Raymond Arsenault at Harvard Book Store

presenting

John Lewis:
In Search of the Beloved Community

in conversation with DREW GILPIN FAUST

Date

Feb
20
Tuesday
February 20, 2024
7:00 PM ET

Location

Harvard Book Store
1256 Massachusetts Ave., Cambridge, MA 02138

Tickets

This event is free; no tickets are required.

Harvard Book Store welcomes RAYMOND ARSENAULT—author of Arthur Ashe: A Life—for a discussion of his new biography John Lewis: In Search of the Beloved Community. He will be joined in conversation by DREW GILPIN FAUST—author of Necessary Trouble: Growing Up at Midcentury.

About John Lewis

For six decades John Robert Lewis (1940–2020) was a towering figure in the U.S. struggle for civil rights. As an activist and progressive congressman, he was renowned for his unshakable integrity, indomitable courage, and determination to get into “good trouble.”

In this first book-length biography of Lewis, Raymond Arsenault traces Lewis’s upbringing in rural Alabama, his activism as a Freedom Rider and leader of the Student Nonviolent Coordinating Committee, his championing of voting rights and anti-poverty initiatives, and his decades of service as the “conscience of Congress.”

Both in the streets and in Congress, Lewis promoted a philosophy of nonviolence to bring about change. He helped the Reverend Martin Luther King Jr. and other civil rights leaders plan the 1963 March on Washington, where he spoke at the Lincoln Memorial. Lewis’s activism led to repeated arrests and beatings, most notably when he suffered a skull fracture in Selma, Alabama, during the 1965 police attack later known as Bloody Sunday.
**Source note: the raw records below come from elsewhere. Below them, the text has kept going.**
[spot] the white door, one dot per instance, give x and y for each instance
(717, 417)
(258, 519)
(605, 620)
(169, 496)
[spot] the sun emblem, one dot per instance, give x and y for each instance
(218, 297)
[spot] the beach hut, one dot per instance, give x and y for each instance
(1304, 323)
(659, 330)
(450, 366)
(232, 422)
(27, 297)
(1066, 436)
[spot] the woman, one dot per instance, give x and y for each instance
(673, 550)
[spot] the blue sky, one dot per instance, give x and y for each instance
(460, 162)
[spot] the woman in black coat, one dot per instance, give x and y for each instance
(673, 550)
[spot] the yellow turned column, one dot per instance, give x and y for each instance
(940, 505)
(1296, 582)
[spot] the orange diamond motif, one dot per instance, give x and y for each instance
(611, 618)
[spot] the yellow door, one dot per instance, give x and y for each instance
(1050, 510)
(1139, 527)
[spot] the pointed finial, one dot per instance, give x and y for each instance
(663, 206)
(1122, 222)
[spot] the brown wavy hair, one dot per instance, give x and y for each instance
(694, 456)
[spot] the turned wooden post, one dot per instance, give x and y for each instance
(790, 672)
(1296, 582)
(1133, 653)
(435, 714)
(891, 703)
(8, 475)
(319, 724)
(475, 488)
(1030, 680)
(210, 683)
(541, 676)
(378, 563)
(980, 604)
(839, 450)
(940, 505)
He was instrumental in the passage of the Voting Rights Act of 1965, and in Congress he advocated for racial and economic justice, immigration reform, LGBTQ rights, and national health care.

Arsenault recounts Lewis’s lifetime of work toward one overarching goal: realizing the “beloved community,” an ideal society based in equity and inclusion. Lewis never wavered in this pursuit, and even in death his influence endures, inspiring mobilization and resistance in the fight for social justice.

Praise for John Lewis

“Beautifully written and deeply researched, Arsenault’s biography of John Lewis captures his indomitable courage and steadfast moral clarity.” —Mia Bay, author of Traveling Black: A Story of Race and Resistance

“An inspiring and movingly drawn portrait of a true American hero who, armed only with raw moral courage, managed to leave his beloved nation better than he found it.” —Obery M. Hendricks, Jr., author of Christians Against Christianity: How Right-Wing Evangelicals Are Destroying Our Nation and Our Faith

“This is a lovely, honest, and thorough book about an American hero who should be better known.” —Thomas E. Ricks, author of Waging a Good War: How the Civil Rights Movement Won Its Battles, 1954–1968

Masking Policy

Masks are encouraged but not required for this event.

Drew Gilpin Faust
Drew Gilpin Faust

Drew Gilpin Faust

Drew Gilpin Faust is Arthur Kingsley Porter University Professor at Harvard University where she served as president from 2007 to 2018. She came to Harvard in 2001 as founding dean of the Radcliffe Institute for Advanced Study after twenty five years on the faculty at the University of Pennsylvania. Faust is the author of several books, including Necessary Trouble: Growing Up at Midcentury; This Republic of Suffering: Death and the American Civil War, winner of the Bancroft Prize and a finalist for the National Book Award and the Pulitzer Prize; and Mothers of Invention: Women of the Slaveholding South in the American Civil War, which won the Francis Parkman Prize. She and her husband live in Cambridge, Massachusetts.

Raymond Arsenault
Raymond Arsenault

Raymond Arsenault

Raymond Arsenault is the John Hope Franklin Professor of Southern History Emeritus at the University of South Florida. He is the author of several award-winning books on civil rights history, including Freedom Riders: 1961 and the Struggle for Racial Justice; The Sound of Freedom: Marian Anderson, the Lincoln Memorial, and the Concert that Awakened America, and Arthur Ashe: A Life.